"He said he must go to Africa in May, so now he must have started—and our wedding was on May-day. Now it's the last of May; he must be there. He might be obliged to bide in that country a whole month—maybe two. It's so far away, and his letters take so long to come! Doctor, are they fighting there now? Sometimes I wake in the night and think what if he should die away off there in that far place—"
"No, no. That's done. Not fighting, thank God. Rest your heart in peace. Now, after I'm gone, don't stay up here alone too much. I'm a physician, and I know what's best for you."
She took the now soundly sleeping child from the doctor's arms and laid him on the bed in the canvas room. The day had been warm, and the fire was out in the great fireplace; the evening wind, light and cool, laden with sweet odors, swept through the cabin.
They talked late that night of Hoyle and his future, but never a word more of David. The old man thought he now understood her feeling, and respected it. She certainly had a right to one small weakness, this strong fair creature of the hills. Her husband must release himself from his absorbing cares and return simply for love of her—not at the call of his baby's wail.
So the doctor and his diminutive namesake drove contentedly away next morning in the great covered wagon, and Cassandra, standing by her mother's door, smiled and lifted her baby for one last embrace from his loving little uncle.
"I'm goin' to grow a big man, an' I'll teach him to make pictures—big ones," he called back.
"Yas, you'll do a heap. You bettah watch out to be right good and peart; that's what you bettah do."

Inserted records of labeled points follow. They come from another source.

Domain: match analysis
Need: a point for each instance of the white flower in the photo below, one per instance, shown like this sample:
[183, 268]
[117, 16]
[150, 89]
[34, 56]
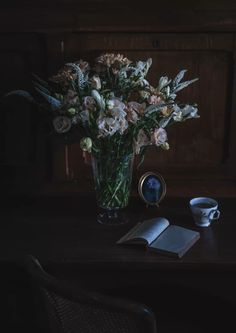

David, not unmindful of affairs on the far-away mountain side, made it quite worth the while of the two cousins to stay on with the widow and run the small farm under Cassandra's directions, and she found herself fully occupied. She wrote David all the details: when and where things were planted—how the vines he had set on the hill slope were growing—how the pink rose he had brought from Hoke Belew's and planted by their threshold had grown to the top of the door, and had three sweet blossoms. She had shaken the petals of one between the pages of her letter on May-day, and sent it to remind him, she said.
Nearly a month later than he had intended to sail, David left England, overwhelmed with many small matters which seemed so great to his mother and sister, and burdened with duties imposed upon him by the realization that he had come into the possession of enormous wealth, more than he could comprehendingly estimate; and that he was now setting out to secure and prevent the loss of possibly double what he already possessed.